From: Thomas Gleixner <tglx@linutronix.de>
To: Xiongfeng Wang <wangxiongfeng2@huawei.com>,
vschneid@redhat.com, Phil Auld <pauld@redhat.com>,
vdonnefort@google.com
Cc: Linux Kernel Mailing List <linux-kernel@vger.kernel.org>,
wangxiongfeng2@huawei.com, Wei Li <liwei391@huawei.com>,
"liaoyu (E)" <liaoyu15@huawei.com>,
zhangqiao22@huawei.com, Peter Zijlstra <peterz@infradead.org>,
Vincent Guittot <vincent.guittot@linaro.org>,
Dietmar Eggemann <dietmar.eggemann@arm.com>,
Ingo Molnar <mingo@kernel.org>
Subject: Re: [Question] report a race condition between CPU hotplug state machine and hrtimer 'sched_cfs_period_timer' for cfs bandwidth throttling
Date: Fri, 09 Jun 2023 16:55:37 +0200 [thread overview]
Message-ID: <87mt18it1y.ffs@tglx> (raw)
In-Reply-To: <8e785777-03aa-99e1-d20e-e956f5685be6@huawei.com>
On Fri, Jun 09 2023 at 19:24, Xiongfeng Wang wrote:
Cc+ scheduler people, leave context intact
> Hello,
> When I do some low power tests, the following hung task is printed.
>
> Call trace:
> __switch_to+0xd4/0x160
> __schedule+0x38c/0x8c4
> __cond_resched+0x24/0x50
> unmap_kernel_range_noflush+0x210/0x240
> kretprobe_trampoline+0x0/0xc8
> __vunmap+0x70/0x31c
> __vfree+0x34/0x8c
> vfree+0x40/0x58
> free_vm_stack_cache+0x44/0x74
> cpuhp_invoke_callback+0xc4/0x71c
> _cpu_down+0x108/0x284
> kretprobe_trampoline+0x0/0xc8
> suspend_enter+0xd8/0x8ec
> suspend_devices_and_enter+0x1f0/0x360
> pm_suspend.part.1+0x428/0x53c
> pm_suspend+0x3c/0xa0
> devdrv_suspend_proc+0x148/0x248 [drv_devmng]

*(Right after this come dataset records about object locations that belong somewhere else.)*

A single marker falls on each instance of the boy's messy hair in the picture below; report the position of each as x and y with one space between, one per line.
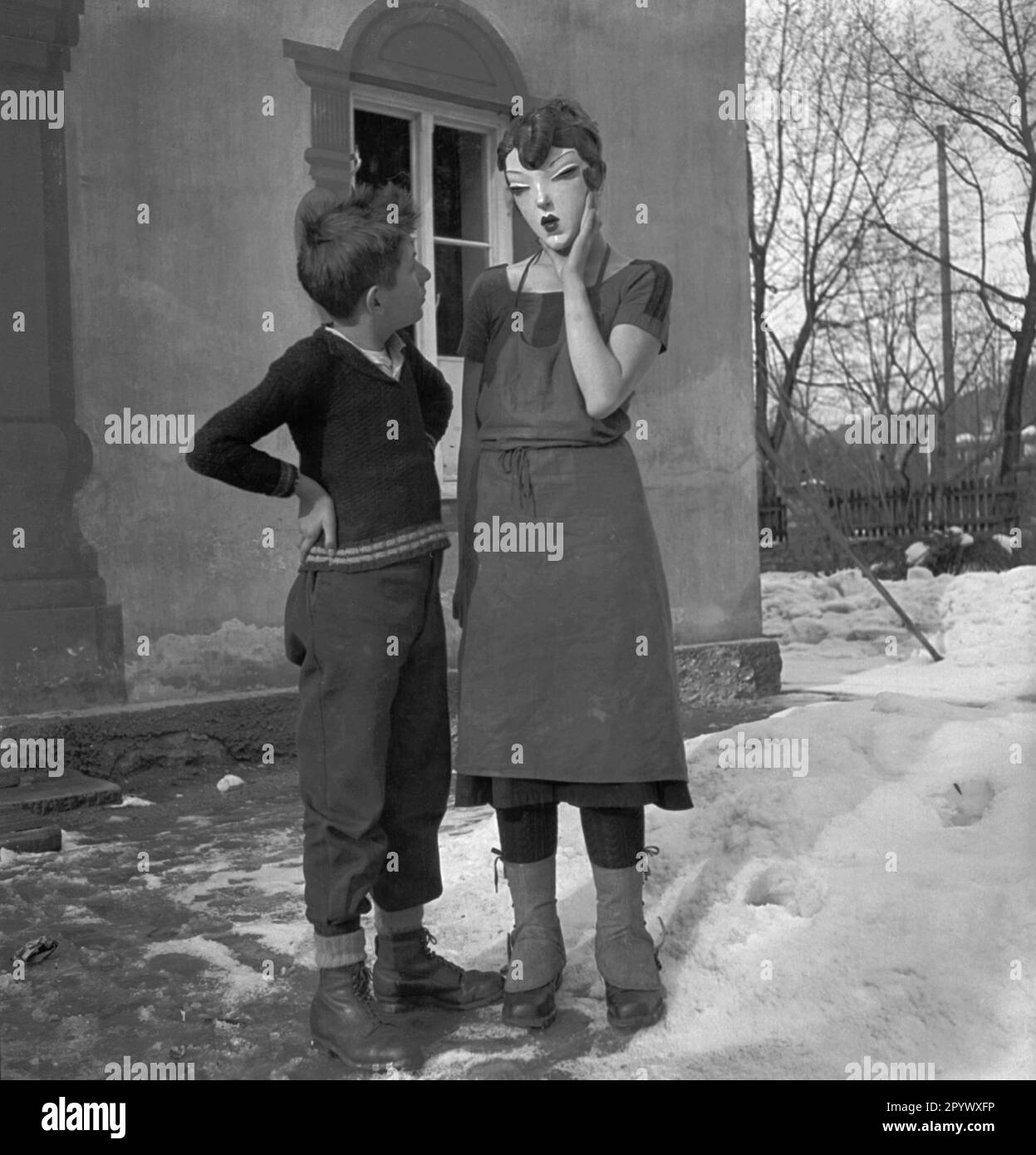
346 246
558 124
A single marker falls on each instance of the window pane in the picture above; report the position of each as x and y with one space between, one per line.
384 145
455 272
458 184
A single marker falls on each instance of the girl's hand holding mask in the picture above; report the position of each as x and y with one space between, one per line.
571 267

> devdrv_manager_set_power_state+0x140/0x680 [drv_devmng]
> devdrv_manager_ioctl+0xcc/0x210 [drv_devmng]
> drv_ascend_intf_ioctl+0x84/0x248 [drv_davinci_intf]
> __arm64_sys_ioctl+0xb4/0xf0
> el0_svc_common.constprop.0+0x140/0x374
> do_el0_svc+0x80/0xa0
> el0_svc+0x1c/0x28
> el0_sync_handler+0x90/0xf0
> el0_sync+0x168/0x180
>
> After some analysis, I found it is caused by the following race condition.
>
> 1. A task running on CPU1 is throttled for cfs bandwidth. CPU1 starts the
> hrtimer cfs_bandwidth 'period_timer' and enqueue the hrtimer on CPU1's rbtree.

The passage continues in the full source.